Copyright (c) 2009, Muhammad Anwarul Azim
All rights reserved.
Redistribution and use in source and binary forms, with or without
modification, are permitted provided that the following conditions are
met:
* Redistributions of source code must retain the above copyright
notice, this list of conditions and the following disclaimer.
* Redistributions in binary form must reproduce the above copyright
notice, this list of conditions and the following disclaimer in
the documentation and/or other materials provided with the distribution
* Neither the name of the Saitama University nor the names
of its contributors may be used to endorse or promote products derived
from this software without specific prior written permission.

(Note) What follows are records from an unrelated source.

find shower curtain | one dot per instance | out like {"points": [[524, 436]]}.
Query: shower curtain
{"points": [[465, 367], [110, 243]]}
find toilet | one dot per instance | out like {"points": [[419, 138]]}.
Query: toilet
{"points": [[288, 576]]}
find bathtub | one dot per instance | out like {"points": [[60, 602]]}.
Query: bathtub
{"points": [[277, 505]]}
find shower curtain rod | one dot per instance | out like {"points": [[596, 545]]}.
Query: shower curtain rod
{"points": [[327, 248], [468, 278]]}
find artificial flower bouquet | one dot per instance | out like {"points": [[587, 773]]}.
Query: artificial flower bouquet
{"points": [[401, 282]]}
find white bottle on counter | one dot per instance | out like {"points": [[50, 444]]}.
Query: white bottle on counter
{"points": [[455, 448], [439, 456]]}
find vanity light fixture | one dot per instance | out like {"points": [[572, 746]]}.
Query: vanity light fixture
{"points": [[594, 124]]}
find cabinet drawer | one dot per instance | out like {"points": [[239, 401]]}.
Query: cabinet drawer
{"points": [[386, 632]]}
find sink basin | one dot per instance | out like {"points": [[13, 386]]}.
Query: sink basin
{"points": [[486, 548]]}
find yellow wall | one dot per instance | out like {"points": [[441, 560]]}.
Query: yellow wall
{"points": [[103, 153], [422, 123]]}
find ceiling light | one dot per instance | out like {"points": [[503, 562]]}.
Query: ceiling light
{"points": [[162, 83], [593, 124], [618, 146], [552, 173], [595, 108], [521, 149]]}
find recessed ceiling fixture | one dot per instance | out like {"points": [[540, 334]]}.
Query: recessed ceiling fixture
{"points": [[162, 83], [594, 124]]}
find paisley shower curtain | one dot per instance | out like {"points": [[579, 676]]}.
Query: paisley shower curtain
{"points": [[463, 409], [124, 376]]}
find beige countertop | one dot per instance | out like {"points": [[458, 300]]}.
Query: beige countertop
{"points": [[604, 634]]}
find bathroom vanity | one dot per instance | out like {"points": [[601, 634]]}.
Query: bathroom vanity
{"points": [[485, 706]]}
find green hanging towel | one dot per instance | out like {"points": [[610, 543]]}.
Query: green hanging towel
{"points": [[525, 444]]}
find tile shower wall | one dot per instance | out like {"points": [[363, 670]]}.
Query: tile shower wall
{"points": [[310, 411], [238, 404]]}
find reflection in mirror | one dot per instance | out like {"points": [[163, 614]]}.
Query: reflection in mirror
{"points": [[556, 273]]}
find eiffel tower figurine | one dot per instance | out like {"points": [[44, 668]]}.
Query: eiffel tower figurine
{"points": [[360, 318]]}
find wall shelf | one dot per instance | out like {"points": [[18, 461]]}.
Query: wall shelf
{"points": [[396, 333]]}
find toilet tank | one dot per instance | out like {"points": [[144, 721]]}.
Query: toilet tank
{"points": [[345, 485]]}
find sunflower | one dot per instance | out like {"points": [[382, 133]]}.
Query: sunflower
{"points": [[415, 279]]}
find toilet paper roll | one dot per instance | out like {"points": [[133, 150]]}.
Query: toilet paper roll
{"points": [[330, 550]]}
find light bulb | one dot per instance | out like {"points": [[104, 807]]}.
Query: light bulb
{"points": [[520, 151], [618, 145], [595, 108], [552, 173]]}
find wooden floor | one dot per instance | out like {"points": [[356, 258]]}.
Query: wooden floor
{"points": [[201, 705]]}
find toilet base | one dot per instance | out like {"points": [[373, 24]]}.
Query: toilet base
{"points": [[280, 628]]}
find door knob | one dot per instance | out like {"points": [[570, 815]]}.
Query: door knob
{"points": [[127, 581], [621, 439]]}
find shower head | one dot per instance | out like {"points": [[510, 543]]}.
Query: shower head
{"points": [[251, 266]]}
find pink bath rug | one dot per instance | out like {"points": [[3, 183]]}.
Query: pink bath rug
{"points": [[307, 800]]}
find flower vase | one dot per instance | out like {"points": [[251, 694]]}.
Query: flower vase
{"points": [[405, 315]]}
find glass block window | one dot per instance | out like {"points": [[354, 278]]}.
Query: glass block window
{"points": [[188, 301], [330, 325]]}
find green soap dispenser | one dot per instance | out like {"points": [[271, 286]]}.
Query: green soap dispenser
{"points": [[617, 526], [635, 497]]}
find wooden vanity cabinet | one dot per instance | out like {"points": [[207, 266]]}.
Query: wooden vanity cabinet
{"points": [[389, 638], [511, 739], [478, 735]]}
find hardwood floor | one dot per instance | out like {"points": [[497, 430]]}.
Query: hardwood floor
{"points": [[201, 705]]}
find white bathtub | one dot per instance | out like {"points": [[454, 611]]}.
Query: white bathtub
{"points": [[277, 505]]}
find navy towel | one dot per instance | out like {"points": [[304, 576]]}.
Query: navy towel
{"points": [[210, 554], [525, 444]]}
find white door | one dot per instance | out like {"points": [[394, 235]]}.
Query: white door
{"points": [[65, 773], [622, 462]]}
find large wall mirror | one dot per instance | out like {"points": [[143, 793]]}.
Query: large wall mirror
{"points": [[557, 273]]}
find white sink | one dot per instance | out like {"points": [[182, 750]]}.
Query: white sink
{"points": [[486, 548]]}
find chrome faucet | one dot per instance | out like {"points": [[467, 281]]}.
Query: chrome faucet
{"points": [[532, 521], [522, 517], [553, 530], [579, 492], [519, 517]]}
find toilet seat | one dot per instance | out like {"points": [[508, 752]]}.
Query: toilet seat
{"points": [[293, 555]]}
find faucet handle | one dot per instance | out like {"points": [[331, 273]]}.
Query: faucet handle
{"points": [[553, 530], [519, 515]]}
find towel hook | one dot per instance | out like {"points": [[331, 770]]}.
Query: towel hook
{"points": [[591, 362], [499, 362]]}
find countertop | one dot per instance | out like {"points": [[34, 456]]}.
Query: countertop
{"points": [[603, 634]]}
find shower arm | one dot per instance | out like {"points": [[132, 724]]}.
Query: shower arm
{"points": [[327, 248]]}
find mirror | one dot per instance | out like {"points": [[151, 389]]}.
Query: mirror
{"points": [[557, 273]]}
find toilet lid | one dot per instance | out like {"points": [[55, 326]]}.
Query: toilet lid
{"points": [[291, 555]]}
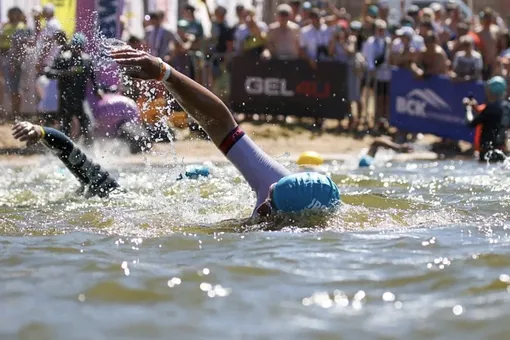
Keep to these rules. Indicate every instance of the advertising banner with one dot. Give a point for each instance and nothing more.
(432, 106)
(291, 87)
(65, 12)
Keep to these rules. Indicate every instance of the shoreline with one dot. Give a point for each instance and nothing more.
(286, 142)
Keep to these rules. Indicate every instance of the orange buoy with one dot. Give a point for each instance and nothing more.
(478, 130)
(179, 119)
(151, 111)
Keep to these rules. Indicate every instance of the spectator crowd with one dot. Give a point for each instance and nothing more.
(435, 40)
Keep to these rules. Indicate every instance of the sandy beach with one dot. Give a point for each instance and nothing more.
(278, 141)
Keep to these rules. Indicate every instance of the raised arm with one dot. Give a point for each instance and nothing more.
(96, 180)
(209, 111)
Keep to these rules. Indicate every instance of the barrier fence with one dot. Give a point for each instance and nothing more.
(288, 87)
(433, 105)
(292, 87)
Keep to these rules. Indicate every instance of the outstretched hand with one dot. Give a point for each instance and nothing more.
(406, 148)
(137, 64)
(27, 132)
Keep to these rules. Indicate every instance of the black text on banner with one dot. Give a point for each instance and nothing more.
(290, 87)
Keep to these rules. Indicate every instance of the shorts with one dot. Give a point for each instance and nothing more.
(259, 170)
(383, 88)
(487, 72)
(12, 75)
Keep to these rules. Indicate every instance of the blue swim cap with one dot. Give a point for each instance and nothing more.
(365, 161)
(306, 190)
(79, 40)
(195, 171)
(497, 86)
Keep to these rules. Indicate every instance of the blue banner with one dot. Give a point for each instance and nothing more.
(432, 106)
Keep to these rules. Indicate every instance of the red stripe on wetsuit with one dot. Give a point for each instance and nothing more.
(232, 138)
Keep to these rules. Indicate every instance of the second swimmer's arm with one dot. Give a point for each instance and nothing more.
(88, 173)
(206, 108)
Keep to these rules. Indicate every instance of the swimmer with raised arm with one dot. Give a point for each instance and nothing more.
(94, 180)
(276, 188)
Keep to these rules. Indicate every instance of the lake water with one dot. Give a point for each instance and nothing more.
(420, 250)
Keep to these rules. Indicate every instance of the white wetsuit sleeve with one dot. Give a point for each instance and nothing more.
(256, 166)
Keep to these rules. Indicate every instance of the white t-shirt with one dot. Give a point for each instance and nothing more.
(243, 32)
(464, 65)
(47, 33)
(417, 43)
(313, 38)
(374, 48)
(48, 90)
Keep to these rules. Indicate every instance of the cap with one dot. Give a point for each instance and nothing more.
(383, 4)
(407, 21)
(305, 191)
(189, 7)
(79, 40)
(37, 10)
(356, 25)
(343, 24)
(365, 161)
(195, 171)
(436, 7)
(497, 86)
(373, 11)
(405, 31)
(381, 24)
(182, 23)
(284, 9)
(49, 8)
(413, 10)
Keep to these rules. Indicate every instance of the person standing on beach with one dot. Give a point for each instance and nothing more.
(277, 190)
(494, 118)
(73, 68)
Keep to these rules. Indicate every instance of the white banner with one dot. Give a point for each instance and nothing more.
(133, 11)
(25, 5)
(171, 9)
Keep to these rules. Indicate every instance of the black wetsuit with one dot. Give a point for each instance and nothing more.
(496, 121)
(95, 181)
(73, 72)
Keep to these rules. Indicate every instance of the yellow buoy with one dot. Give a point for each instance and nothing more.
(152, 111)
(310, 158)
(179, 119)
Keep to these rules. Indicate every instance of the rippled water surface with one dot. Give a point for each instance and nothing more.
(418, 251)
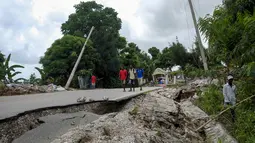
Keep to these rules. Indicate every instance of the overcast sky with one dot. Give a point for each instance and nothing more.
(29, 27)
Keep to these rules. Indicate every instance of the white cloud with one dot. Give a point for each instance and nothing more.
(29, 27)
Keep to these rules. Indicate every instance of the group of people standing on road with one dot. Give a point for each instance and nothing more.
(130, 76)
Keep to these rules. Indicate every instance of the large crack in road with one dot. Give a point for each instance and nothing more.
(166, 115)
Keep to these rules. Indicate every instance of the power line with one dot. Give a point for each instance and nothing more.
(187, 22)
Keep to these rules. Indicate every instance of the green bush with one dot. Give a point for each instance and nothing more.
(211, 101)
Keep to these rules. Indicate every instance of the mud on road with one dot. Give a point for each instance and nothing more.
(163, 116)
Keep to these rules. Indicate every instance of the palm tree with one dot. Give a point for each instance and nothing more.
(9, 72)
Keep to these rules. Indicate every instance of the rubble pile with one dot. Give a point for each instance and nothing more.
(21, 89)
(156, 117)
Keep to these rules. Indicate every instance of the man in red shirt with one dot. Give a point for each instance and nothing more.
(123, 77)
(93, 81)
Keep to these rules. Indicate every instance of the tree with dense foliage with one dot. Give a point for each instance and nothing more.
(60, 58)
(106, 39)
(154, 52)
(2, 66)
(230, 34)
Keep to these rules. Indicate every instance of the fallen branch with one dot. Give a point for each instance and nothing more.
(223, 112)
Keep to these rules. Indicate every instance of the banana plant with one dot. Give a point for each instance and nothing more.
(10, 72)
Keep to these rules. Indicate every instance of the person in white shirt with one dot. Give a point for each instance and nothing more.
(229, 92)
(132, 75)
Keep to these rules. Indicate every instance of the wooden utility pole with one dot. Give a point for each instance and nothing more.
(78, 61)
(198, 36)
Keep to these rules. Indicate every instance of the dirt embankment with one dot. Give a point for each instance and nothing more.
(163, 116)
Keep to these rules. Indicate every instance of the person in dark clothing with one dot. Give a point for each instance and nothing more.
(123, 77)
(131, 73)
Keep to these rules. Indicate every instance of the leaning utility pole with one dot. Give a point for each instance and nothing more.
(198, 36)
(78, 60)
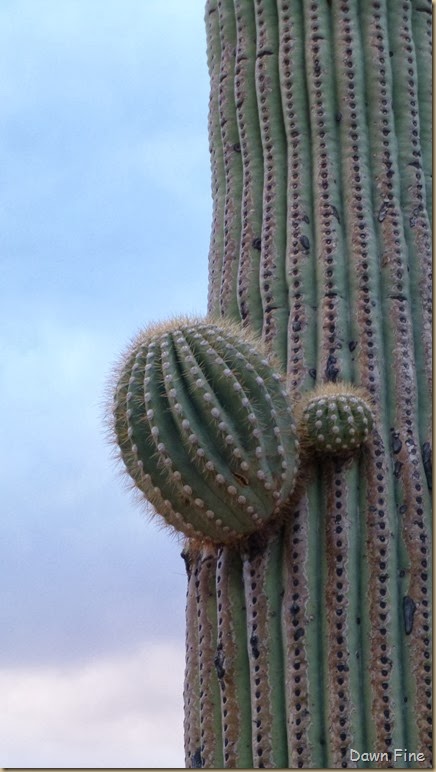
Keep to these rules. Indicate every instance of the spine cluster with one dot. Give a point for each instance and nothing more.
(205, 428)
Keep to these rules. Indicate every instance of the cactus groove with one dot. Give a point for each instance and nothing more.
(313, 636)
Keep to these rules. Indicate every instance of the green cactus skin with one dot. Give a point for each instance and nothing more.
(335, 419)
(324, 619)
(205, 428)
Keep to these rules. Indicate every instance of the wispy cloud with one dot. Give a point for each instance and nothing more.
(109, 712)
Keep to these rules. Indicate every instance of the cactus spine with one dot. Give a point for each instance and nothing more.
(314, 638)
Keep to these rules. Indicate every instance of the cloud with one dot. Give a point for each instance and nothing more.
(109, 712)
(82, 572)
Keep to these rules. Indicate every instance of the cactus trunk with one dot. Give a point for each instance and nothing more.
(313, 638)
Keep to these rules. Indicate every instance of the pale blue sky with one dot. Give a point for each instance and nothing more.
(104, 226)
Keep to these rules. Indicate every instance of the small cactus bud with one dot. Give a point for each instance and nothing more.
(335, 418)
(211, 444)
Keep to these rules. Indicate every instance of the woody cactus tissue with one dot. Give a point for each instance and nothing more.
(308, 617)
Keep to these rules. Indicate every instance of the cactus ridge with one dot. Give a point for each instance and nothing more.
(336, 418)
(205, 428)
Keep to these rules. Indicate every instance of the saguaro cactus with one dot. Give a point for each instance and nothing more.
(308, 634)
(316, 640)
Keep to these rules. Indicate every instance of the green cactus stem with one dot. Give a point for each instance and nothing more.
(205, 428)
(323, 619)
(335, 418)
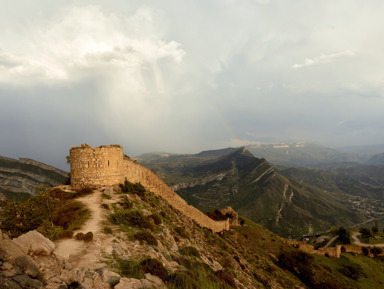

THIS SOFTWARE IS PROVIDED BY THE COPYRIGHT HOLDERS AND CONTRIBUTORS "AS IS" AND ANY EXPRESS OR IMPLIED WARRANTIES, INCLUDING, BUT NOT LIMITED TO, THE IMPLIED WARRANTIES OF MERCHANTABILITY AND FITNESS FOR A PARTICULAR PURPOSE ARE DISCLAIMED. IN NO EVENT SHALL THE COPYRIGHT OWNER OR CONTRIBUTORS BE LIABLE FOR ANY DIRECT, INDIRECT, INCIDENTAL, SPECIAL, EXEMPLARY, OR CONSEQUENTIAL DAMAGES (INCLUDING, BUT NOT LIMITED TO, PROCUREMENT OF SUBSTITUTE GOODS OR SERVICES; LOSS OF USE, DATA, OR PROFITS; OR BUSINESS INTERRUPTION) HOWEVER CAUSED AND ON ANY THEORY OF LIABILITY, WHETHER IN CONTRACT, STRICT LIABILITY, OR TORT (INCLUDING NEGLIGENCE OR OTHERWISE) ARISING IN ANY WAY OUT OF THE USE OF THIS SOFTWARE, EVEN IF ADVISED OF THE POSSIBILITY OF SUCH DAMAGE.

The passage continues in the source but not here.